I must admit that I enjoy reading alternative points of view because they help me to look at things from a different perspective and thus help to refine my own point of view. But then again, I've always someone who has thirsted after truth. I guess someone can write their blog purely as an exercise in propaganda, promoting what they believe to be the truth while closing their eyes and ears to other points of view, but how strong is one's position if they can't even defend what they believe from criticism? Quite frankly, if you find yourself adopting a position that can't stand up to the most gentle of analysis, perhaps you should rethink your position. Or perhaps you should think of leaving the blogosphere altogether, because the blogosphere can be a rough environment and is no place for your insecurities and cowardice.

Thursday, March 13, 2008

Need For Speed Carbon

I've been playing Need For Speed Carbon lately. It has proved to be a fairly good way to relieve stress after a long day at the office. That said, I have become rather disconcerted with a few elements of the game that do not entirely appear realistic. Among my concerns are the following:

(1) How is it that I can slam into an $150,000 car at 200km/h and only cause $500 damage? The world of Need For Speed Carbon is either an insurers' dream or an insurers' nightmare depending on the way you look at it.
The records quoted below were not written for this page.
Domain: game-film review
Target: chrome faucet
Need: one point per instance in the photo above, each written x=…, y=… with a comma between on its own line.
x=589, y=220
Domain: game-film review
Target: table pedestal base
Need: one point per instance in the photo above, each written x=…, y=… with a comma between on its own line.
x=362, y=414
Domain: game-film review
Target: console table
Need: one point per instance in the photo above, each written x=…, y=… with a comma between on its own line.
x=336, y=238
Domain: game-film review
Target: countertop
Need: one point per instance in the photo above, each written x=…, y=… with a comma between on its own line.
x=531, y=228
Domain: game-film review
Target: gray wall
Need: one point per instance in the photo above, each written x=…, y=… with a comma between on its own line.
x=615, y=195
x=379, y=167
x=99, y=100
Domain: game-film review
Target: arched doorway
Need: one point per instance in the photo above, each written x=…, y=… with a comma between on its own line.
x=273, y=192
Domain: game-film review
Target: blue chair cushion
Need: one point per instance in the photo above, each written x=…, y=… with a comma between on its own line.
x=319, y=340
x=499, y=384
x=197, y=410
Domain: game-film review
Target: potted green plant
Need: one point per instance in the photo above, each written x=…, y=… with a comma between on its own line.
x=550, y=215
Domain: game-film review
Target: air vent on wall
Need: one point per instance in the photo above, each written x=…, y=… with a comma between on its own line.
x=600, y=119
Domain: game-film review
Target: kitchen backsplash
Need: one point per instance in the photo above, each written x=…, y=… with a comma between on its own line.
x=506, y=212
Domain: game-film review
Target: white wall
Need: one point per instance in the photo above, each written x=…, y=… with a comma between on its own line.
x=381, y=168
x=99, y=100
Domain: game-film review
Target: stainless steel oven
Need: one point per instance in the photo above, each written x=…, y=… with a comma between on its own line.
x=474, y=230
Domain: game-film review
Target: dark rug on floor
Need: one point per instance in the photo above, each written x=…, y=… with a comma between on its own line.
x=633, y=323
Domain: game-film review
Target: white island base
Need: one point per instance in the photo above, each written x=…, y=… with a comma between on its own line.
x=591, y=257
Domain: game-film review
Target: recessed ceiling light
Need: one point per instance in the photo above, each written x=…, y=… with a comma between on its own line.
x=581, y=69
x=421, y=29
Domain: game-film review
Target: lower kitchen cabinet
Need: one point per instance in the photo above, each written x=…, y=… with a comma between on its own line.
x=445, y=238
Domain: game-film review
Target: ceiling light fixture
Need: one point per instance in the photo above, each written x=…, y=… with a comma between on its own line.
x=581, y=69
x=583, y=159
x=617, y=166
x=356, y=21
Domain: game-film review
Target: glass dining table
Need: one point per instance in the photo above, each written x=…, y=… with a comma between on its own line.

(2) How is it that I can slam into anything at 200km/h and live to tell the story?

(3) How is it that I can cause $100,000 worth of damage to the State and receive a $200 fine. Could it be that they have poor public prosecutors in the world of Need For Speed Carbon?

(4) Relating to the above, how is it that I never seem to get a criminal record, a custodial sentence or even the disqualification of my licence? Mind you, I suspect that waiting nine or so months to play the game again may not be optimal from a gameplay point of view.

(5) Why the need for police brutality in the world of Need For Speed Carbon, even when I give myself up quietly?

So many questions for such unimportant matters ...

Wednesday, March 12, 2008

And Now For Something a Little Bit Ambient ...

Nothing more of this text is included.